Township in Ohio, US

Miami Township is one of the nine townships of Montgomery County, Ohio, United States. The population was 52,156 at the 2020 census.

==Geography==
Located in the southern part of the county, it borders the following townships and cities:
- Moraine - north
- Kettering - northeast
- Washington Township - east
- Clearcreek Township, Warren County - southeast
- Franklin Township, Warren County - south
- German Township - west
- Jefferson Township - northwest

Several cities are located in Miami Township:
- Part of Carlisle, in the southwest
- Miamisburg, in the center
- Part of Springboro, in the southeast
- Part of West Carrollton, in the north

The township is highly urbanized in its eastern half, nearest to Miamisburg and Kettering. Ohio law prohibits townships from collecting income taxes from residents; thus, the township has seen higher growth than incorporated towns nearby.

==Name and history==
Statewide, other Miami Townships are located in Clermont, Greene, Hamilton, and Logan Counties.

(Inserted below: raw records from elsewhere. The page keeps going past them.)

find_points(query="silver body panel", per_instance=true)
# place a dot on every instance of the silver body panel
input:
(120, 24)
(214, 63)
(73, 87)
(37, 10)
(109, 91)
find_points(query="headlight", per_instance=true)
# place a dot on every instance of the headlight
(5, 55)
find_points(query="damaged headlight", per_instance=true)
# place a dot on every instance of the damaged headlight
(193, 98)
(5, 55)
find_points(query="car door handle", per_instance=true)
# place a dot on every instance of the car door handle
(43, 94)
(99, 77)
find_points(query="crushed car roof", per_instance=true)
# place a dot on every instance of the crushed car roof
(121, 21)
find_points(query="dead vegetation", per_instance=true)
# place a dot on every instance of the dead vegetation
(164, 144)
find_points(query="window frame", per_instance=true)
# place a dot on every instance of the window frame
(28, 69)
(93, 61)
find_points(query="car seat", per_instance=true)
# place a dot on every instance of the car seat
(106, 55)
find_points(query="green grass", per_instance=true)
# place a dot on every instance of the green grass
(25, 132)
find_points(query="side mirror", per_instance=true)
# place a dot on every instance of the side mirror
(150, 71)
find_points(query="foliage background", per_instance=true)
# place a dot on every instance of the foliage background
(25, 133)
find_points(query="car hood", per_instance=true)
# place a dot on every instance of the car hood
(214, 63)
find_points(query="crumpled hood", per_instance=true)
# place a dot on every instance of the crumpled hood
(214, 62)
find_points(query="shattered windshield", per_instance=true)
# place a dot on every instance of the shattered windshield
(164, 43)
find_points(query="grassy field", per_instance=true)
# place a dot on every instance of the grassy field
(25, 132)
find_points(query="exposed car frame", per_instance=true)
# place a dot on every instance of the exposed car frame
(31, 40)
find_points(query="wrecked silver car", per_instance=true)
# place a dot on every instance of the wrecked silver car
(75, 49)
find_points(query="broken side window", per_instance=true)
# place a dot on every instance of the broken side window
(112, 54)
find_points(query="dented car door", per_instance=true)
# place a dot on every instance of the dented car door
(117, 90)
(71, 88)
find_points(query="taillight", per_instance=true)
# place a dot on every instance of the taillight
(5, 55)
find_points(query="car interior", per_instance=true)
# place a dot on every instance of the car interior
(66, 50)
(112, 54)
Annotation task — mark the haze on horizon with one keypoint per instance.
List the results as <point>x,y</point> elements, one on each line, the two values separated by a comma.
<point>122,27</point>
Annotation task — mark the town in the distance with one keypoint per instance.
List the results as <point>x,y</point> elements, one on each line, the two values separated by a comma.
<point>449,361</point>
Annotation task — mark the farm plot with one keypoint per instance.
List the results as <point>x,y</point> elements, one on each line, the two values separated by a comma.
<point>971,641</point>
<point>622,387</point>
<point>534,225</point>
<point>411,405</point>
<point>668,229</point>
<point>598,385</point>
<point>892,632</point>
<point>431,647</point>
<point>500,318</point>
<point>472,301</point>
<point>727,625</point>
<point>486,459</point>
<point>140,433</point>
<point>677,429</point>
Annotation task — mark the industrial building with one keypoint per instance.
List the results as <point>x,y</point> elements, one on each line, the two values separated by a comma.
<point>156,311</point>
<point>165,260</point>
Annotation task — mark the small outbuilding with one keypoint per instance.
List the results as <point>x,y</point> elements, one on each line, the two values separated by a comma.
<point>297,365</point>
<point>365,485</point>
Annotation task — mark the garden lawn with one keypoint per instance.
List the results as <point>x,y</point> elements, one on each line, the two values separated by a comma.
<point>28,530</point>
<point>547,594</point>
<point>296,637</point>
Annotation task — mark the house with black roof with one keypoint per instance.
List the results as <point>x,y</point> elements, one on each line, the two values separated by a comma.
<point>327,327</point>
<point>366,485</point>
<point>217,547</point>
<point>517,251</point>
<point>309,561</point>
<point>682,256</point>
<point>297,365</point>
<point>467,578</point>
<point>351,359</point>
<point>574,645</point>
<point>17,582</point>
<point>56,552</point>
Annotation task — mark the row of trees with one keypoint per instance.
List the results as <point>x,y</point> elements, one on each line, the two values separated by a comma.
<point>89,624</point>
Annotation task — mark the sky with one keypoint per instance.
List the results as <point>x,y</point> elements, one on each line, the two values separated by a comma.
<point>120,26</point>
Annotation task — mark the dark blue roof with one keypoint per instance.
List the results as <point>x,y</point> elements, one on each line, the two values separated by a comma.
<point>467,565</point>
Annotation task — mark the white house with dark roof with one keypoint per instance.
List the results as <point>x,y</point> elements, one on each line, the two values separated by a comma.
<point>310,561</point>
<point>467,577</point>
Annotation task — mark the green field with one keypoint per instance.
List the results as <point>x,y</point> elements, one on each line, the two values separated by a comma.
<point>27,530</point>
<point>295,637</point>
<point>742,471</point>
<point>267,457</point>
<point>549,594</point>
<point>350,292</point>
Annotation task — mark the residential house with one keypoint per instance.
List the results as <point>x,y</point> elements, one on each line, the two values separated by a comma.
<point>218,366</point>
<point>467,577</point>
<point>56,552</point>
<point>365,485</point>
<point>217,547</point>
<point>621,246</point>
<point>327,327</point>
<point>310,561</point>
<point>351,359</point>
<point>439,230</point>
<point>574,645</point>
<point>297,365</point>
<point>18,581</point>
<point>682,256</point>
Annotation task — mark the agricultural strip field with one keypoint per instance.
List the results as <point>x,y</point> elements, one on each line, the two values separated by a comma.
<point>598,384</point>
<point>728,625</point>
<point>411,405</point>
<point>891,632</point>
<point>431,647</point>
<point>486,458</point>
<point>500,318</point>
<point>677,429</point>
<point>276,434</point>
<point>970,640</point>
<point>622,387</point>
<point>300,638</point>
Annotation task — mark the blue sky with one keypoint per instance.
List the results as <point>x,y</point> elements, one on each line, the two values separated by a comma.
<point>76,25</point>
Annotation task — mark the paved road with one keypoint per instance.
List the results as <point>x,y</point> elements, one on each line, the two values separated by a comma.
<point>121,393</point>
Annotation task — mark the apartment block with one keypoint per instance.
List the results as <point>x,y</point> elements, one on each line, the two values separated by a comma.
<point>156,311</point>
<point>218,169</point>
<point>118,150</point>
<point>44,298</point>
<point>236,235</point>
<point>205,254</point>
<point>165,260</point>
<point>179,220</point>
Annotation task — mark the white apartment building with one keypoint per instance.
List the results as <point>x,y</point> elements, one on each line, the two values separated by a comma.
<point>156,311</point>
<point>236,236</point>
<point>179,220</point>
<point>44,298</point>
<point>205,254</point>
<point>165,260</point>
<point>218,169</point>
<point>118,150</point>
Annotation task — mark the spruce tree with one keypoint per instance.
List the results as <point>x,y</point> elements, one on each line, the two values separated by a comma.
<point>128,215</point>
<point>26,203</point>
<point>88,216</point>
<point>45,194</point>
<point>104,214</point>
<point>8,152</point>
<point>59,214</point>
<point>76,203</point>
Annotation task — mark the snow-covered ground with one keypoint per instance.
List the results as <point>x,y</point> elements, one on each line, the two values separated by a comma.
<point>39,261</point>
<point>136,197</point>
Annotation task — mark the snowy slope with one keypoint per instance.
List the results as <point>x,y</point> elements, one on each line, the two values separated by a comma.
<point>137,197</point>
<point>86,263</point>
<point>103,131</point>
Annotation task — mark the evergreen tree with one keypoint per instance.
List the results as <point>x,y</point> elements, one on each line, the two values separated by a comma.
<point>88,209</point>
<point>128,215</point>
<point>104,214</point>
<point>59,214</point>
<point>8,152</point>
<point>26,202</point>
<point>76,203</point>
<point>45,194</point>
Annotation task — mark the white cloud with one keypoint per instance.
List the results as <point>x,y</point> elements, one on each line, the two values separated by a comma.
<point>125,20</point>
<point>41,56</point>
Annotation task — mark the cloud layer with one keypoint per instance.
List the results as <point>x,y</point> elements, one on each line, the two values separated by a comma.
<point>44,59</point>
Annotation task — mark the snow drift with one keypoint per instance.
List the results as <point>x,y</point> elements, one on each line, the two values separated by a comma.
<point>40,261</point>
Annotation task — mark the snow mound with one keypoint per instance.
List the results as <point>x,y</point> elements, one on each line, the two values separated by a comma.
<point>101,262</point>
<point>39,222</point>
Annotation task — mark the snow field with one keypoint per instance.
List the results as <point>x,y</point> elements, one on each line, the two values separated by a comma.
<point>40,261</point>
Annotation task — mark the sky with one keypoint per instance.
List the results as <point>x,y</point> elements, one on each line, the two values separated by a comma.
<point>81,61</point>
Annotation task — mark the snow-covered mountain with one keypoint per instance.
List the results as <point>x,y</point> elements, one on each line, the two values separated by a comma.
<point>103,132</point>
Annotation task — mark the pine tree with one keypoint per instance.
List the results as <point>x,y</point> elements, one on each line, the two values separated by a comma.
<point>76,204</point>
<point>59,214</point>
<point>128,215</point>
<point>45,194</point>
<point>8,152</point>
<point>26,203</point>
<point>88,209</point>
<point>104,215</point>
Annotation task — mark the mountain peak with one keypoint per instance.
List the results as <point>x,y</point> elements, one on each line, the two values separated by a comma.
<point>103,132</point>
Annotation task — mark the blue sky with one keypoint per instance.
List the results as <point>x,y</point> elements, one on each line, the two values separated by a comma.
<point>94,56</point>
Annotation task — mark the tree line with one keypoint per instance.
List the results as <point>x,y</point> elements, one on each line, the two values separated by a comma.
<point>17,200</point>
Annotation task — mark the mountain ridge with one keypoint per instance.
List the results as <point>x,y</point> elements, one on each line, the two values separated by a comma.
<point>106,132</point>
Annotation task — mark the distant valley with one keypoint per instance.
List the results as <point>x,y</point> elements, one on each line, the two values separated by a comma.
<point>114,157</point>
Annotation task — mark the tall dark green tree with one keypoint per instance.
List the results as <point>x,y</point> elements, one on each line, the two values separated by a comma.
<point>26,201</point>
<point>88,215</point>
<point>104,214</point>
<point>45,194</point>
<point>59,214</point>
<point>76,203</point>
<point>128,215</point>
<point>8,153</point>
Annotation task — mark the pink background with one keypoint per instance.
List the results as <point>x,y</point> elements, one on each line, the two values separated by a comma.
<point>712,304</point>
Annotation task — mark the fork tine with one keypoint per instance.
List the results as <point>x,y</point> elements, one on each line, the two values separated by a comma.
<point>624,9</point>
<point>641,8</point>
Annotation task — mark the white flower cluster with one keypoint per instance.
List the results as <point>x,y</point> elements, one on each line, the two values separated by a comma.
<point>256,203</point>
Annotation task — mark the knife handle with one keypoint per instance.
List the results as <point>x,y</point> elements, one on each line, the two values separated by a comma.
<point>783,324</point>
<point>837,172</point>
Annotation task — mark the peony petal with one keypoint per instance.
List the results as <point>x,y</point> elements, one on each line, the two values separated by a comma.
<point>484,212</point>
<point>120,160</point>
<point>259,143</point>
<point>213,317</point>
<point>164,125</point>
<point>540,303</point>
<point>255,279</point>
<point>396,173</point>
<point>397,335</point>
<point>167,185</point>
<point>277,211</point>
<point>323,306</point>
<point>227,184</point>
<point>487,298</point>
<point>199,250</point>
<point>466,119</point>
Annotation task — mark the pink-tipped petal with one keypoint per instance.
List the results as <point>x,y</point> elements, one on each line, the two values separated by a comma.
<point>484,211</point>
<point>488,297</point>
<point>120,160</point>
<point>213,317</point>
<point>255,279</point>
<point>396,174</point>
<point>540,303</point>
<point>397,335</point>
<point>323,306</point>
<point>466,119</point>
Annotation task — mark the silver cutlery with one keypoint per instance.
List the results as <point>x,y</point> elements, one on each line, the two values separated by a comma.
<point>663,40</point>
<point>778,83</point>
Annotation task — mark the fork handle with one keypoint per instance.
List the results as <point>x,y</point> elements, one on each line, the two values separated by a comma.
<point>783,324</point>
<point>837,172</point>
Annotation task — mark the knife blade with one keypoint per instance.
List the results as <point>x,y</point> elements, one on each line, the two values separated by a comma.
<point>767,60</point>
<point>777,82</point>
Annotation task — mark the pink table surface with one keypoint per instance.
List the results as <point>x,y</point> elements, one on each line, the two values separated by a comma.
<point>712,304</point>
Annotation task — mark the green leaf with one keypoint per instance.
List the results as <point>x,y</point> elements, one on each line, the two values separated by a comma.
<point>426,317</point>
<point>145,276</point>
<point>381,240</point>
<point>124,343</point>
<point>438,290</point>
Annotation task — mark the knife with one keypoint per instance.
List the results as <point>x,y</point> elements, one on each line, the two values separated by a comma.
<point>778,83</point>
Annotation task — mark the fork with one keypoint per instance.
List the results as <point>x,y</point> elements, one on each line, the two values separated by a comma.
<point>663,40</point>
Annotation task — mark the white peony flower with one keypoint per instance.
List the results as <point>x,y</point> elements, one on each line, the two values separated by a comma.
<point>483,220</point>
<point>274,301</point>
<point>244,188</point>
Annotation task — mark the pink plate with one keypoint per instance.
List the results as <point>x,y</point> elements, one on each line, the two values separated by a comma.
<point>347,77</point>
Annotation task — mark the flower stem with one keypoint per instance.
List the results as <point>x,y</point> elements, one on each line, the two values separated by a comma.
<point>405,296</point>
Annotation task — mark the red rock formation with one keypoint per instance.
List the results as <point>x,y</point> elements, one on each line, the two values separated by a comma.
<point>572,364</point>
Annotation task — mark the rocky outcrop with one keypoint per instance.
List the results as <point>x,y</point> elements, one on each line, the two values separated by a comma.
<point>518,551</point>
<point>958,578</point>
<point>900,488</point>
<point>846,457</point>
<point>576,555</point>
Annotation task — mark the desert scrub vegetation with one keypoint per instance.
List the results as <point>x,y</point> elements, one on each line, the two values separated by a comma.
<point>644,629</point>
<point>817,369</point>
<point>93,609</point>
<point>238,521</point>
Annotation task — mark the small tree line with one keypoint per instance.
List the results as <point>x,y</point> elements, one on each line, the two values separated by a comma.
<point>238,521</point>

In 1833, Miami Township contained eight gristmills, six saw mills, six distilleries, and one cotton factory.

==Economy==
Miami Township is home to the American offices of LexisNexis information systems and a regional office of MetLife insurance. It is also home to the area's oldest major shopping area, the Dayton Mall, and it has Southview Hospital, a member of the Kettering Medical Center Network, a Seventh-day Adventist facility.

==Government==
The township is governed by a three-member board of trustees, who are elected in November of odd-numbered years to a four-year term beginning on the following January 1. Two are elected in the year after the presidential election and one is elected in the year before it. There is also an elected township fiscal officer, who serves a four-year term beginning on April 1 of the year after the election, which is held in November of the year before the presidential election. Vacancies in the fiscal officership or on the board of trustees are filled by the remaining trustees.

Property taxes are used to fund police and fire departments.

==Transportation==
It lies at a major access point to both Interstate 75 and Interstate 675.

==Education==
Children from Miami Township attend the schools of Carlisle, Kettering, Miamisburg, West Carrollton, or Springboro.